A unique flow would have activities like this:
- Start > Source > Source Schema > Mapping > Target Schema > Target > End
– A dynamic flow would look like this:
- Start > Source > Lookup > Assign activity IDs to next steps > Source Schema > Mapping > Target Schema > Target > End
– A unique flow can have individual activities also get dynamically overridden but for the purpose of this scenario, we will assume that we are overriding everything after the source activity.
– To build a dynamic flow we need to look at the following factors:
- For each file type, we would need to define its schema/file definition. Thus for Claims we need to create a text schema etc.
- For each file type, we would need to define its mapping to create the right output file. Thus for Claims we would need to map it to the common format etc.
- And the Target schema and Target location can be unique as well depending upon the mapping used for that source file.
- As part of creating the above activities (source/target locations, source data/target data schemas, mappings), a proper naming convention is important so that the names identify the purpose of the activity in overall context of your business.
- Also, we need to design the flow that would encapsulate the above activities as individual steps in a process design.

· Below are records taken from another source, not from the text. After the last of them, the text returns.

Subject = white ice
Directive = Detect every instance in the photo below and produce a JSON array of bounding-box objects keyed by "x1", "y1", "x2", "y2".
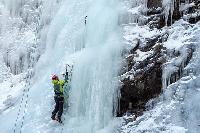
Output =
[{"x1": 0, "y1": 0, "x2": 123, "y2": 133}]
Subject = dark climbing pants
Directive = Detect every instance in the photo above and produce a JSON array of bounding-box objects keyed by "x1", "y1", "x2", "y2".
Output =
[{"x1": 52, "y1": 96, "x2": 64, "y2": 119}]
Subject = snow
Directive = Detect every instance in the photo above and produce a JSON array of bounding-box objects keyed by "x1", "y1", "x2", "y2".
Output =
[
  {"x1": 122, "y1": 101, "x2": 187, "y2": 133},
  {"x1": 121, "y1": 99, "x2": 188, "y2": 133},
  {"x1": 121, "y1": 23, "x2": 165, "y2": 80},
  {"x1": 0, "y1": 74, "x2": 25, "y2": 115},
  {"x1": 180, "y1": 2, "x2": 196, "y2": 12},
  {"x1": 162, "y1": 20, "x2": 199, "y2": 89},
  {"x1": 163, "y1": 20, "x2": 193, "y2": 50},
  {"x1": 123, "y1": 24, "x2": 163, "y2": 51},
  {"x1": 120, "y1": 0, "x2": 200, "y2": 132},
  {"x1": 134, "y1": 49, "x2": 153, "y2": 61},
  {"x1": 121, "y1": 18, "x2": 200, "y2": 132}
]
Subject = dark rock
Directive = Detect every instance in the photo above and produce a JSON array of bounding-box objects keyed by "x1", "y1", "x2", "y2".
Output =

- To create the flow, open the process designer and first design the flow such as:
– Start > Source > Source Schema > Mapping > Target Schema > Target > End
– File Event would trigger of the flow.
– Remember the schema means meta-data or data structure of the file.
– As part of the Process Flow design, one of the steps that we need to add would be to do a lookup into a table based on a file name pattern and fetch related activity ids to be used in the process.
– Lookup table can have as many columns that are in the flow such as FileName, SourceSchemaID, MappingID, TargetSchemaID, TargetID. It can be created in any database such as sql server. Make all varchar types and non-nullable.
– Now one of the new steps in the above flow would be to add a step after the source which will do a lookup into a table based on a file name (use ‘like’ in where condition). This can be a custom java code (one of the links in support forum has a code sample) or it can be a mapping. I prefer the mapping activity.
– The other activity after the lookup would be to assign the Activity IDs to the related steps in the process. We would use put-context-var to do that part. And that is all is needed to make the flow dynamic.
- To manage the lookup data entry, we can use the Form builder available in the tool to create a web front end that would allow users to enter in the values for the above table columns. We can add additional links for edit, delete etc.
- Now the source activity (we can use proto-source, proto-schema, proto-mapping for all the activities, these would be dummy activities) would be “event enabled”. Meaning that the dummy values we have placed in that activity will be over-written by the particular File Event we will attach to the flow.
- File Event can have properties such as look for any file that has extension .txt, .tab, .dat etc and when a new file arrives (or existing gets modified), it would trigger the process.
- The dynamic framework is good in cases where there is commonality on how the file gets processed and using one template flow you can process any file type that conforms to those common steps.
- In case where a file requires more unique handling where multiple targets with unique rules need to be processed, then I would recommend that a unique flow for that file type be created to handle that scenario.